I naturally first thought they should see a psychiatrist, not me, but as I worked with them I began to see why they want to do this: They ultimately want to sell additional services to their customers that would require their having a secure environment to deliver those services. What better way to do that than to point out to your customers “Hey, we comply with NERC CIP, just as you do”? Complying with CIP is expensive, but negotiating a bunch of security contract language with every customer is probably even more expensive, and much less productive.

Does this solve the vendors’ problem? I think it does. While NERC entities might have differences on what would be an ideal standard to have vendors comply with, I think they will (almost) all agree that a vendor that complies with CIP will have good security, for the simple reason that the NERC entities themselves are CIP compliant and (hopefully) have good security – why shouldn’t that be the case with a vendor as well? In fact, NERC entities could simply put wording in their RFPs and contracts saying that the vendor must be registered with NERC and compliant with the CIP standards. Since they’re not ganging up with other NERC entities in doing so (and I’m sure some NERC entities wouldn’t want to have this language in their contracts – that’s fine), I don’t think there’s a question of running afoul of antitrust law.

But I suppose some lawyer might find a reason why even this violates antitrust laws. In that case, nobody needs to mention CIP compliance in their RFPs or contracts. I contend that many vendors will still feel just as compelled to become CIP compliant as they would if forced to by a contract – especially if a lot of their customers make clear to them that it would be really nice if they became CIP compliant.

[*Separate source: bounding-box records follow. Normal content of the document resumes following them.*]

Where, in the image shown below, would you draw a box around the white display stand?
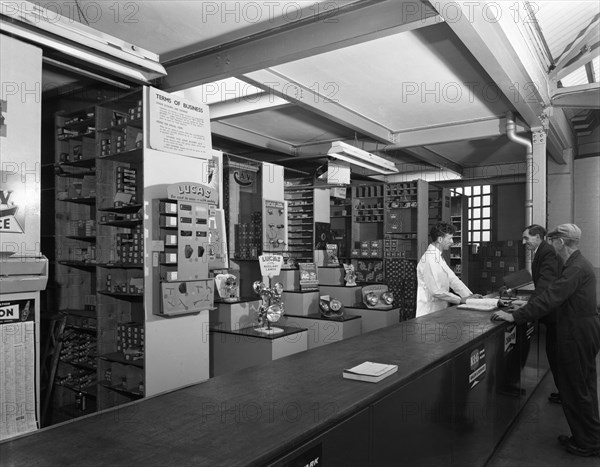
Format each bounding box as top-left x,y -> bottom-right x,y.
209,298 -> 260,331
281,290 -> 319,316
344,305 -> 400,334
319,285 -> 362,307
319,266 -> 346,285
280,313 -> 362,349
210,328 -> 308,377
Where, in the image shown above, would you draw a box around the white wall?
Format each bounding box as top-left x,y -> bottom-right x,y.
0,35 -> 42,253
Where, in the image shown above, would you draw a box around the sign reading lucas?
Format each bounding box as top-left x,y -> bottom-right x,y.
0,190 -> 23,233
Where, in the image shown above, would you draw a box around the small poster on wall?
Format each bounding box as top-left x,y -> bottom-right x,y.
298,263 -> 319,291
315,222 -> 333,250
148,87 -> 212,159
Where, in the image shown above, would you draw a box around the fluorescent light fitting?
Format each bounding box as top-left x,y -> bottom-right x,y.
327,141 -> 399,175
0,0 -> 167,82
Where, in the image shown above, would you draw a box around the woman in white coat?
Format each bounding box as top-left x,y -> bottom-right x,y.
416,222 -> 481,318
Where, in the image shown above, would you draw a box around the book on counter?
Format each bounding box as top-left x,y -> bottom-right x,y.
457,298 -> 500,311
342,362 -> 398,383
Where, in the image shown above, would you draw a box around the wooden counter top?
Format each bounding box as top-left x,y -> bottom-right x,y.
0,309 -> 505,467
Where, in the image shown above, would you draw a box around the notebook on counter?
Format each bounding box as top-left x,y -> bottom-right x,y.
456,298 -> 499,311
342,362 -> 398,383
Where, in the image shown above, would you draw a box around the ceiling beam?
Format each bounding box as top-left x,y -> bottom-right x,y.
242,70 -> 393,143
550,18 -> 600,81
552,83 -> 600,109
210,121 -> 296,156
433,0 -> 550,128
160,0 -> 440,91
402,147 -> 463,174
391,117 -> 529,149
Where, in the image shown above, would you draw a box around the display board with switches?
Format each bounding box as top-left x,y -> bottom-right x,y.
153,184 -> 216,316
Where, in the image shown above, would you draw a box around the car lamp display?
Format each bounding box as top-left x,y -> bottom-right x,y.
319,295 -> 344,319
215,274 -> 240,302
252,281 -> 285,334
362,284 -> 394,309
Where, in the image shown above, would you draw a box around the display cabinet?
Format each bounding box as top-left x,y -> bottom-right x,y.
51,107 -> 98,422
96,92 -> 144,410
284,178 -> 315,263
329,187 -> 353,261
449,193 -> 469,281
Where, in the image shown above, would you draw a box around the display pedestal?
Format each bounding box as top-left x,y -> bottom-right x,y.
281,290 -> 319,316
210,325 -> 308,377
273,269 -> 300,290
254,327 -> 284,336
319,285 -> 362,307
281,313 -> 362,349
318,266 -> 346,285
209,298 -> 260,331
344,305 -> 400,334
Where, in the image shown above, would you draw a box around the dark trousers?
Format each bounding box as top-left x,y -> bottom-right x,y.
544,322 -> 559,388
557,318 -> 600,448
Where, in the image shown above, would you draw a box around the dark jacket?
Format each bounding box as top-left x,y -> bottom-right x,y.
513,250 -> 600,342
531,240 -> 562,323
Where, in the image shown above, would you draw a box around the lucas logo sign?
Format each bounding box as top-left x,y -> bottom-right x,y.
0,190 -> 23,233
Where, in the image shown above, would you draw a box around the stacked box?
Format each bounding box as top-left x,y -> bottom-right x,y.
59,245 -> 96,263
467,240 -> 525,294
60,332 -> 96,368
83,295 -> 96,312
352,259 -> 384,282
385,259 -> 417,320
383,238 -> 417,258
66,219 -> 96,237
350,239 -> 383,258
117,322 -> 144,361
100,210 -> 143,227
115,166 -> 137,206
117,225 -> 144,264
234,212 -> 262,259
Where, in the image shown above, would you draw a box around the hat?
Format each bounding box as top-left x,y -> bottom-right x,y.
548,224 -> 581,240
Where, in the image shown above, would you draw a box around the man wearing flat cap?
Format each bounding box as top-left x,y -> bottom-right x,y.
492,224 -> 600,456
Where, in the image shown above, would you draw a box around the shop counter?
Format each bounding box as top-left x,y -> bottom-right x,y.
0,309 -> 546,467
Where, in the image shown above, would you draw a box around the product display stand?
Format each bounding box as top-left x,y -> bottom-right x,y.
209,298 -> 260,331
319,284 -> 362,307
344,305 -> 400,334
210,326 -> 308,377
282,313 -> 362,350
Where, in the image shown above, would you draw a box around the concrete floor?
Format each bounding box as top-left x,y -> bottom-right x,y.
486,356 -> 600,467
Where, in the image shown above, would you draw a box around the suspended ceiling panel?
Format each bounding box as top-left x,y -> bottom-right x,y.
529,0 -> 600,61
274,23 -> 508,132
220,106 -> 354,146
31,0 -> 340,58
427,135 -> 525,168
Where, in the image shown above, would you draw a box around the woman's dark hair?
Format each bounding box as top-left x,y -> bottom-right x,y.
429,221 -> 456,242
525,224 -> 546,240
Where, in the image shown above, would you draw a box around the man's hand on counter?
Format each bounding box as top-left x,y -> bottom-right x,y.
490,310 -> 515,323
460,293 -> 483,305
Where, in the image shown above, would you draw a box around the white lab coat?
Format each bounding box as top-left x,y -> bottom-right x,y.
417,243 -> 473,317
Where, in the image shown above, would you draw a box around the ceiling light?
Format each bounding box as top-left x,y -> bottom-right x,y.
0,0 -> 167,84
327,141 -> 399,175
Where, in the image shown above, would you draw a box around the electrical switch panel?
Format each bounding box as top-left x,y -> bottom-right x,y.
153,199 -> 217,316
263,200 -> 287,251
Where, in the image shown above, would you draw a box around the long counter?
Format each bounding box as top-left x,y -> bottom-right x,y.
0,308 -> 547,467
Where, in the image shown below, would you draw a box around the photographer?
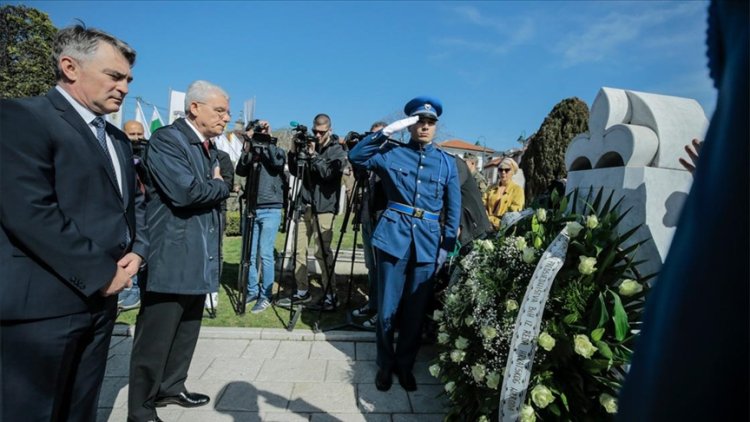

Is this a solution to both problems?
And how about the industry’s problem discussed at the beginning of this post, which – to refresh your memory – is that they don’t have a way of enforcing standard cyber security practices on vendors? Will having a way for vendors to register with NERC and comply with CIP solve this problem? I believe it will, with one caveat: This can’t be a forced process. For one thing, NERC and FERC don’t have any jurisdiction over vendors, so they certainly can’t force them to register – as they can with power market participants.[i]

But this is an advantage, not a drawback, of this idea. If vendor registration is voluntary, there can be no question of antitrust violations, as there would inevitably be with any sort of forced registration. If a vendor doesn’t see the need to register and comply with CIP, fine. The NERC entities will be able to decide individually in what cases they will continue to be a customer of a non-CIP-compliant vendor. Some entities might want all their OT hardware and software vendors to be registered and CIP compliant; others might want just their most strategic vendors to be registered; while others (perhaps smaller entities with only Low impact assets, who don’t have to comply with CIP-013) would continue business as usual with their current vendors, CIP compliant or not.

Meanwhile, some vendors wouldn’t want to lose a single power industry customer, and will be the first to line up at NERC’s door, demanding to register and be made to comply with CIP. Others (probably larger ones that sell to lots of industries, not primarily the power industry) might assign someone to start studying this issue and figuring out what it would cost to register and become CIP compliant. If they decide the costs are less than the benefits (retained power industry customers), they’ll probably register; if they don’t, they probably won’t. In the end, you’ll have a mix of CIP-compliant and non-CIP-compliant vendors, and a mix of NERC entities that want their vendors to be compliant and others that couldn’t care less about vendor CIP compliance. All voluntary – no coercion. Life is good.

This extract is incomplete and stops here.